American mathematician (1881–1966)

Eugenie Maria Morenus (February 21, 1881 – October 15, 1966) was an American mathematician and college professor and one of the few women to earn a PhD in math before World War II. She taught Latin and mathematics at Sweet Briar College from 1909 to 1946.

== Early life and education ==
Morenus was born in Cleveland, New York, the daughter of Eugene Morenus and Maria Euphemia Van Blarcom Morenus. Her father managed a glassworks. She graduated from Monogahela High School in 1898. She earned a bachelor's degree from Vassar College in 1904, and a master's degree from the same school in 1905. She completed doctoral studies in mathematics at Columbia University in 1922. Her dissertation under Edward Kasner was titled "Geometric properties completely characterizing the set of all the curves of constant pressure in a field of force".

Morenus was also a student for briefer periods at the University of Chicago, and at Göttingen.

== Career ==
Morenus taught mathematics and Latin at a school in Watertown, New York and at Poughkeepsie High School after her master's degree.
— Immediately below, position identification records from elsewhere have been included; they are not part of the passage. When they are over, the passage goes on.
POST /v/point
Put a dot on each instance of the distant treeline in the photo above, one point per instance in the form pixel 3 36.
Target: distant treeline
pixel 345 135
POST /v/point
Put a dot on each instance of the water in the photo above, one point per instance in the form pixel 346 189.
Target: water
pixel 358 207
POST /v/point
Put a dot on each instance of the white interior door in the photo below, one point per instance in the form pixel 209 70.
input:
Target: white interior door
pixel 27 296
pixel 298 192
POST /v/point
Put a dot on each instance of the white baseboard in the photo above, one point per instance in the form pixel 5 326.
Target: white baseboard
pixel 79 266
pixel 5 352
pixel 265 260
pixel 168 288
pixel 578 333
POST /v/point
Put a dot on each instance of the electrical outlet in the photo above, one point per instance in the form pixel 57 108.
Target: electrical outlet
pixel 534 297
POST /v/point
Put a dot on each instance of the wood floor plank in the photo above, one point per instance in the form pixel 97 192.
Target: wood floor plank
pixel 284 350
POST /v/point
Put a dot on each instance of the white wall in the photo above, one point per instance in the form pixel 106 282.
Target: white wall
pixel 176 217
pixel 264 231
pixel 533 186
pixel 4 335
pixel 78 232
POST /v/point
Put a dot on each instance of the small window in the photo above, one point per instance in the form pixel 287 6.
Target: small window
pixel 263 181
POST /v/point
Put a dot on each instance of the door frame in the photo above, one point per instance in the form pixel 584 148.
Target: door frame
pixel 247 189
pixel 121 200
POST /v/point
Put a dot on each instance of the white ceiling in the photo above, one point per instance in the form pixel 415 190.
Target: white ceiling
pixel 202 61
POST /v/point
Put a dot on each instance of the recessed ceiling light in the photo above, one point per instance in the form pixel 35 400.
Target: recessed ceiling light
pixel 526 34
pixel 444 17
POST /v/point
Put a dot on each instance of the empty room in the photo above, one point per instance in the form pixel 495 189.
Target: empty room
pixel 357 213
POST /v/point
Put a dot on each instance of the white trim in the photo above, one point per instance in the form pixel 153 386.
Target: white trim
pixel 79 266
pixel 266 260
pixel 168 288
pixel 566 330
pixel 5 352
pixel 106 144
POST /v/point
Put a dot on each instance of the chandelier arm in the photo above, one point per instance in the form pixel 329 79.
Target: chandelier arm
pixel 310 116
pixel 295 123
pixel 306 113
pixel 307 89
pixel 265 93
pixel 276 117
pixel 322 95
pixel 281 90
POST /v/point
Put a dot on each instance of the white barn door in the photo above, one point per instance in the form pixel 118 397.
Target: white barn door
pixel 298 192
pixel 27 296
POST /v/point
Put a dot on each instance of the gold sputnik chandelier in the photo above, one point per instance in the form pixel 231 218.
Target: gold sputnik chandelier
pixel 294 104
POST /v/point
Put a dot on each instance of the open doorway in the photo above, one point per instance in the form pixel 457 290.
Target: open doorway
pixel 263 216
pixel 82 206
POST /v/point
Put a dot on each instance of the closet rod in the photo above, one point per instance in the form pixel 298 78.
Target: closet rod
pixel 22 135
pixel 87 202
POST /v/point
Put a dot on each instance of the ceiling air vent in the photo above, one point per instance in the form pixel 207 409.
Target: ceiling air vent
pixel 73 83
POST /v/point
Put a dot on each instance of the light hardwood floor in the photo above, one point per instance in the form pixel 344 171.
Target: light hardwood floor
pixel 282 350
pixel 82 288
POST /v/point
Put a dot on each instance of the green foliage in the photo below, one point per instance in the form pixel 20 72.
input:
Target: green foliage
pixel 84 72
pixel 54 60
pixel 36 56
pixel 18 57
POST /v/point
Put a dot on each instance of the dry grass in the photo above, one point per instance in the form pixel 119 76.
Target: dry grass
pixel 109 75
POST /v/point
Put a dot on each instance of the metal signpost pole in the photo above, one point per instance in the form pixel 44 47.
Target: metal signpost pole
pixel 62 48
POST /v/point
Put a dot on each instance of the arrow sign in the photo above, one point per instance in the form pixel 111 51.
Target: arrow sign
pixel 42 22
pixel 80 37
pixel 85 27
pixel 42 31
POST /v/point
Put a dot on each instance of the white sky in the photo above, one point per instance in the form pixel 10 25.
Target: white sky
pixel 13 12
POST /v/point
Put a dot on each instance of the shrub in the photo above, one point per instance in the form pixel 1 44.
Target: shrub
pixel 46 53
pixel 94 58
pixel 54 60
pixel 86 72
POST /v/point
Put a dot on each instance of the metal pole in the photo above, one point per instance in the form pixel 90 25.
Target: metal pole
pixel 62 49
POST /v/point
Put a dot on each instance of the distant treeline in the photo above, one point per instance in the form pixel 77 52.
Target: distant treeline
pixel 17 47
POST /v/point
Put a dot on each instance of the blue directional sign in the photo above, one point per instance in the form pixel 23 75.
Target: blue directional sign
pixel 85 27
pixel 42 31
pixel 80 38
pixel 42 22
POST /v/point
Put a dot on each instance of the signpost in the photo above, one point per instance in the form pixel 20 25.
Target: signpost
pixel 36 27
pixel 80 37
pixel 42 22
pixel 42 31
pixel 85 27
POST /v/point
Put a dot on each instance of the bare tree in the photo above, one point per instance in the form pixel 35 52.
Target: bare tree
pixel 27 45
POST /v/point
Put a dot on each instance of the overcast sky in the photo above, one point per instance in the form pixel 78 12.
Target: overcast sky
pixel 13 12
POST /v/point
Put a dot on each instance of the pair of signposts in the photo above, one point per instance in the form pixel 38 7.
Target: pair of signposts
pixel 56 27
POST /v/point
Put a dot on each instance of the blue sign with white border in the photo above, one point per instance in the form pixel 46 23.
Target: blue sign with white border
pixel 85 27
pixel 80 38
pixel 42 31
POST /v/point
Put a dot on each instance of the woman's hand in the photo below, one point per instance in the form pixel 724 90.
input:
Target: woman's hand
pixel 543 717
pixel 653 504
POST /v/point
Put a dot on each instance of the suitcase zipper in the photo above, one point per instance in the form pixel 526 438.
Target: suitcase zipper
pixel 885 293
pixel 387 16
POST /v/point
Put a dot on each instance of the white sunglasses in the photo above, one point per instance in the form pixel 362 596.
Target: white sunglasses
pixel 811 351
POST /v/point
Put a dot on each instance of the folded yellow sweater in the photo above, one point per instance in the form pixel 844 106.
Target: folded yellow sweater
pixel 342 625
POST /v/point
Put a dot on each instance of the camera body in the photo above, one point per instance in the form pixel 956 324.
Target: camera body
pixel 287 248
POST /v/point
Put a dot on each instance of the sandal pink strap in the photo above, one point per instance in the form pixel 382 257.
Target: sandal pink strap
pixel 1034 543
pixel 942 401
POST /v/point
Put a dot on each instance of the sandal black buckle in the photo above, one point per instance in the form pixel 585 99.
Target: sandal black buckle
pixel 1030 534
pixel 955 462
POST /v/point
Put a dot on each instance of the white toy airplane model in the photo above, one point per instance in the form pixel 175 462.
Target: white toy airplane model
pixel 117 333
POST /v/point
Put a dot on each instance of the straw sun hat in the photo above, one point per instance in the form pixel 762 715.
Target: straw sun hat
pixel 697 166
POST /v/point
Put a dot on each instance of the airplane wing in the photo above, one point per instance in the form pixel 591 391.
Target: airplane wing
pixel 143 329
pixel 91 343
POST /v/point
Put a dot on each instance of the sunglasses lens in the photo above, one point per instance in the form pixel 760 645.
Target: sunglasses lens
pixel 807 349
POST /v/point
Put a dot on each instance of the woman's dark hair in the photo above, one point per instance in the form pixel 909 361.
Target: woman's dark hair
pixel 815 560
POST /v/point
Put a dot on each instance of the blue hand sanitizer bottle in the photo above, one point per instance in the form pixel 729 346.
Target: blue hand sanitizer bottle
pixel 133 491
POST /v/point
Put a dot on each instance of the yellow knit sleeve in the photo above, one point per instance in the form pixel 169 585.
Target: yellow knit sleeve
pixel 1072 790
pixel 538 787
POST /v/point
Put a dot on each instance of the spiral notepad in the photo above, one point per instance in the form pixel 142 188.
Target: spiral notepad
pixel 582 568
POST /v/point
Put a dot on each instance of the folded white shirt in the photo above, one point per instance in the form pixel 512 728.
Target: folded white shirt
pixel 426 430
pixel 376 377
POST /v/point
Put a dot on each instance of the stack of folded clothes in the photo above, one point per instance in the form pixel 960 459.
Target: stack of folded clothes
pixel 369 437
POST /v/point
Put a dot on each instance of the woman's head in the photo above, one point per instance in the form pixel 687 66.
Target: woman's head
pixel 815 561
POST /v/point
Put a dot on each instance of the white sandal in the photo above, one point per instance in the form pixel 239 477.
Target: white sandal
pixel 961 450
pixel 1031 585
She was a Latin instructor at Sweet Briar College from 1909 to 1916, and was a mathematics professor at the same school from 1916 to 1946. She was head of the mathematics department for much of that time. While at the school she was prominent in campus events, as a chorister, photographer, and play director. Her horse, October or "Toby", was a familiar figure on campus, and Morenus would lead ten-day rides for students over spring breaks.

Morenus was a charter member of the Mathematical Association of America, belonged to the Virginia Academy of Science, and was active in the American Association of University Women (AAUW). She was active in the Order of the Eastern Star and the Daughters of the American Revolution. She received an Anna Brackett Fellowship by the AAUW in 1927, to study at Cambridge. After her retirement from Sweet Briar College in 1946, she taught briefly at Connecticut College for Women, and spent her winters in Florida.

== Personal life ==
Morenus died in Lake Wales, Florida in 1966, aged 85 years. There was a scholarship endowment fund named for Morenus at Sweet Briar College, beginning in 1960.